Technical Program

Paper Detail

Paper ID	E-2-3.6
Paper Title	Effects of End-to-end ASR and Score Fusion Model Learning for Improved Query-by-example Spoken Term Detection
Authors	Takumi Kurokawa, Atsuhiko Kai, Hiroki Kondo, Shizuoka University, Japan
Session	E-2-3: Speech Recognition
Time	Wednesday, 09 December, 17:15 - 19:15
Presentation Time:	Wednesday, 09 December, 18:30 - 18:45 Check your Time Zone
	All times are in New Zealand Time (UTC +13)

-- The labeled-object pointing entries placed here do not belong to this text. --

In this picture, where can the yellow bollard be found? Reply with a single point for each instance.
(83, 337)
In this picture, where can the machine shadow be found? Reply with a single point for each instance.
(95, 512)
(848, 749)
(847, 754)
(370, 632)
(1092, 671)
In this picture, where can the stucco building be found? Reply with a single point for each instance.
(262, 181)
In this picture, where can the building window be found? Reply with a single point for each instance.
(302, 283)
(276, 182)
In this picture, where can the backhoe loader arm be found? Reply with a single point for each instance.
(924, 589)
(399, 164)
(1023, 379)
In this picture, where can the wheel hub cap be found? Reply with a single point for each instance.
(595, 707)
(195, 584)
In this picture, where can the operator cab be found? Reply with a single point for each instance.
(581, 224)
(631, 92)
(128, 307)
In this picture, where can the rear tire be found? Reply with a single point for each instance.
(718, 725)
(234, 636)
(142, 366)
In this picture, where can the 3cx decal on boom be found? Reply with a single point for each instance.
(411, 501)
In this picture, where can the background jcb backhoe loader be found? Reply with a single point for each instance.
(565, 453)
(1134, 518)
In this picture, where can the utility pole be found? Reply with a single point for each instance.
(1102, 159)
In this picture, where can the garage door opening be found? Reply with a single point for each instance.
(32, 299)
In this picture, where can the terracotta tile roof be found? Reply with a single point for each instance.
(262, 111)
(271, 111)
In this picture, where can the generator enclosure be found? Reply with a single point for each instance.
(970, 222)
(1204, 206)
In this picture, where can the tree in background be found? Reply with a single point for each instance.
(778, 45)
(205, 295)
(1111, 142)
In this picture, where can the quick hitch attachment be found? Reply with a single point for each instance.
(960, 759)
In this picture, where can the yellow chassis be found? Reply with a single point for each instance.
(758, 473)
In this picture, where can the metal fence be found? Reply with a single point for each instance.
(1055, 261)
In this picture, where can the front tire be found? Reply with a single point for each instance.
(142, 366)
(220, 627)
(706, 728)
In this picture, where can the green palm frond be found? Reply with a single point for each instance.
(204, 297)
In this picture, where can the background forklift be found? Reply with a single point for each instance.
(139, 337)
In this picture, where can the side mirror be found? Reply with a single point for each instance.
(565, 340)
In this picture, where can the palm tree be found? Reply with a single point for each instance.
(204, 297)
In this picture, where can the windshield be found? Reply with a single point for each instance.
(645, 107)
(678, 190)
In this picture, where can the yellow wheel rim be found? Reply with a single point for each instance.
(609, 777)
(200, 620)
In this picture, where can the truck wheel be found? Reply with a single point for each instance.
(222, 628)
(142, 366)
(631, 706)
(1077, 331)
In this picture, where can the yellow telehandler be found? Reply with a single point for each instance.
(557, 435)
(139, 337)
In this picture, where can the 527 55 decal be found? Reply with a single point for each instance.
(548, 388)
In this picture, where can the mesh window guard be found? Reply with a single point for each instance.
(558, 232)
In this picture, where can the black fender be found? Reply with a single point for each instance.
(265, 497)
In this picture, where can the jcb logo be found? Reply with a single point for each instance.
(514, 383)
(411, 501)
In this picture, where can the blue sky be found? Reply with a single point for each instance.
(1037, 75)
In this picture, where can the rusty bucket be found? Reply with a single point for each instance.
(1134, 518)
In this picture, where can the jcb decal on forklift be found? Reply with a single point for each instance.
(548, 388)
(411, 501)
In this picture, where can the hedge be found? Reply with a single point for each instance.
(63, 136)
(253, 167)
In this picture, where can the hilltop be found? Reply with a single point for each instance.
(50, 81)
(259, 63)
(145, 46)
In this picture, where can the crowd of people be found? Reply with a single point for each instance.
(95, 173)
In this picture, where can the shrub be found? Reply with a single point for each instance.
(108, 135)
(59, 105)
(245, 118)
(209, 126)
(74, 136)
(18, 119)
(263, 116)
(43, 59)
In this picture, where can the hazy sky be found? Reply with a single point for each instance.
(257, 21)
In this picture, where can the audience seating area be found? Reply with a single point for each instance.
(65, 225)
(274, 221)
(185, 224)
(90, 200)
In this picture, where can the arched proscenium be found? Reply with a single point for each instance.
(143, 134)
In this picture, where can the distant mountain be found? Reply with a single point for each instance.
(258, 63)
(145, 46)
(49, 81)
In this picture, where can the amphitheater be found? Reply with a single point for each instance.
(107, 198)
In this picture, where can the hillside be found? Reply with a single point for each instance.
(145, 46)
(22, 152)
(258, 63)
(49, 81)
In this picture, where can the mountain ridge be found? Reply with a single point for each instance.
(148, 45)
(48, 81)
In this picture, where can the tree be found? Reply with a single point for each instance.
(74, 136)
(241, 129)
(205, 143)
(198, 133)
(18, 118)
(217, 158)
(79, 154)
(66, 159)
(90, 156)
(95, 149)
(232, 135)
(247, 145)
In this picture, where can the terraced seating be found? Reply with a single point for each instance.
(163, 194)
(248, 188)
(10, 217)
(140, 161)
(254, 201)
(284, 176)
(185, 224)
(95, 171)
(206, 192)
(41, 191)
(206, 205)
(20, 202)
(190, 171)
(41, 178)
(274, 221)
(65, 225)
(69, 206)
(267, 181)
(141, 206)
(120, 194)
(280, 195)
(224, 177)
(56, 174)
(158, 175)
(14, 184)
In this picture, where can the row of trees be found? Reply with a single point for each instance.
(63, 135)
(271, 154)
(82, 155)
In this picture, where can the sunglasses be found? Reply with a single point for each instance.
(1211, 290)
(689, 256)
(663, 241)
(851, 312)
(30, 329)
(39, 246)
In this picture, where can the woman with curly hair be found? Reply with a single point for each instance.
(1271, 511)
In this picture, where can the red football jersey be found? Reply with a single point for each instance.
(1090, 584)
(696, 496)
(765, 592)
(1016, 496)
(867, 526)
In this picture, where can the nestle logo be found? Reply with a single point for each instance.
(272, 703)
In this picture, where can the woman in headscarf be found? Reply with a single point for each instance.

Topic	Speech, Language, and Audio (SLA):
Abstract	Query-by-example spoken term detection (STD) systems can make effective use of automatic speech recognition (ASR), especially in situations where the recognition accuracy is high. However, out-of-vocabulary (OOV) problem at the ASR stage has a significant impact on the performance of STD for speech retrieval and can often occur for query terms. Recent studies have shown that end-to-end (E2E) ASR systems can achieve competitive performance compared to conventional DNN-HMM-based ASR systems and reduce the impact of OOV problem by adopting output units of characters or subwords. This paper proposes to apply E2E ASR system in an STD method that considers acoustic similarity at sub-phone level, and to combine it with the DNN-HMM-based ASR and auxiliary information by a score fusion method. Experimental results on the NTCIR-12 SpokenQuery\&Doc-2 task showed that the STD method using the hybrid CTC/Transformer E2E ASR improved the search performance over the STD method using the DNN-HMM-based ASR. The best detection performance was obtained using a score fusion model, demonstrating that combining E2E ASR and auxiliary information with DNN-HMM-based ASR is effective for both known and OOV word queries.